Earnings: Loss of $911M, almost double the year-ago loss of $478M
Revenues: About a 1 percent increase (yoy) to $8.2 billion
Actual vs. Expected: Loss of $0.30 (diluted) per share, $0.02 worse than expectations at a negative $0.28 per share; loss of $0.17 per share in the year-ago period
Added 644,000 total wireless subscribers (net 354,000)

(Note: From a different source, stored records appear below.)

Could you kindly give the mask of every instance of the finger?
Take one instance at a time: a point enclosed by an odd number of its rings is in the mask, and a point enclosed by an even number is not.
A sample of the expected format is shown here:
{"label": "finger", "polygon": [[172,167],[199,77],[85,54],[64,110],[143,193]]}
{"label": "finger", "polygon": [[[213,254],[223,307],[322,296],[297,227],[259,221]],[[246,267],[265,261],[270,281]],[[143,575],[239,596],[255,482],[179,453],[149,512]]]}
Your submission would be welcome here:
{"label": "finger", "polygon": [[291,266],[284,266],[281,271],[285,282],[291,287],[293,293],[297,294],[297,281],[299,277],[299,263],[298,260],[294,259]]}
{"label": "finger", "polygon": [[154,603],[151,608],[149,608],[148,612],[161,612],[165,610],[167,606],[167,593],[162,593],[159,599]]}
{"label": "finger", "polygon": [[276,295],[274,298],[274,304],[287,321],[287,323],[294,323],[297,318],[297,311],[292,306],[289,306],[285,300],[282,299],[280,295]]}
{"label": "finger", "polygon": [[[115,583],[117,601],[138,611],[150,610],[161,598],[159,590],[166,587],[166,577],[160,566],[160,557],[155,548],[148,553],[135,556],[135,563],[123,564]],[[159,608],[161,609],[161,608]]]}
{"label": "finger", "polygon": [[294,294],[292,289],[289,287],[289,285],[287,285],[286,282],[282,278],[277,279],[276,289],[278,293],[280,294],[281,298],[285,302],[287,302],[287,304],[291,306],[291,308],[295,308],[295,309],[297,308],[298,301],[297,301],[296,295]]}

Best ever churn rate for the third quarter
Continued recognition and awards for improved customer service and Sprint’s 4G Android™ phone, HTC EVO
Core Product Updates:
-Introduced the popular Samsung Epic(TM) 4G handset in September
-Introduced Sprint ID, an application for content downloads built around customer or business needs
-Offering 400 minutes for $20 a month through its Virgin Mobile brand
-Sprint 4G is now available in 55 markets
Key Quotes: Driven by record customer satisfaction, and the performance of iconic devices like the EVO and Epic, Sprint’s momentum continued this quarter,” said Dan Hesse, Sprint CEO. “The Sprint brand gained postpaid customers for the fourth consecutive quarter as, for the second consecutive quarter based on porting data, more customers switched to Sprint from our competitors than switched from Sprint to our competitors. In addition, our last two quarters have been all-time bests for postpaid churn. We also saw improvement sequentially in prepaid net adds and our lowest prepaid churn in almost five years.”

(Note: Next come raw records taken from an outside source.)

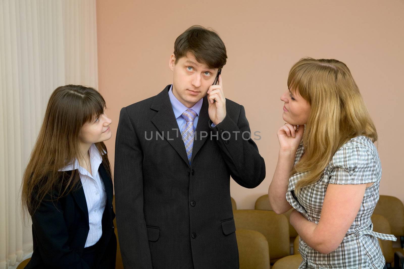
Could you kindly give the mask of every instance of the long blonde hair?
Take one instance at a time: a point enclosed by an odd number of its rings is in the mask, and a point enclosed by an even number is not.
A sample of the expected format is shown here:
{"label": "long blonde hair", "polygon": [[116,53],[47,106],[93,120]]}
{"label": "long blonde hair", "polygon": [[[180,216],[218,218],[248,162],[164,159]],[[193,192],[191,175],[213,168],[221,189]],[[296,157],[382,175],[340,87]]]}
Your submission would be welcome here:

Competitors: Verizon (VZ) and ATT (T)
Technicals: I’m repeating my original assessment of Sprint last quarter, where I said: “Like most companies growing market share, Sprint is expanding its customer base by spending money” and the stock “looks fully valued at its current price near $5 per share. The stock is hovering in overbought territory. The company needs to improve operating margins and income before calling this stock a buy.”
Still, I hold out hope for this stock in a far more robust economy, but for now, the wind is out of the sails for Sprint from a fundamental and technical standpoint. The stock remains overbought and continues to slide in early morning trade, down over 10 percent so far. Price-cutting seems to be the M.O. for the major wireless carriers in this environment, so don’t expect a turnaround any time soon. Then again, if you like to play long-shots and manage to pick up the stock at a bargain basement price, it could pay off in the longer term.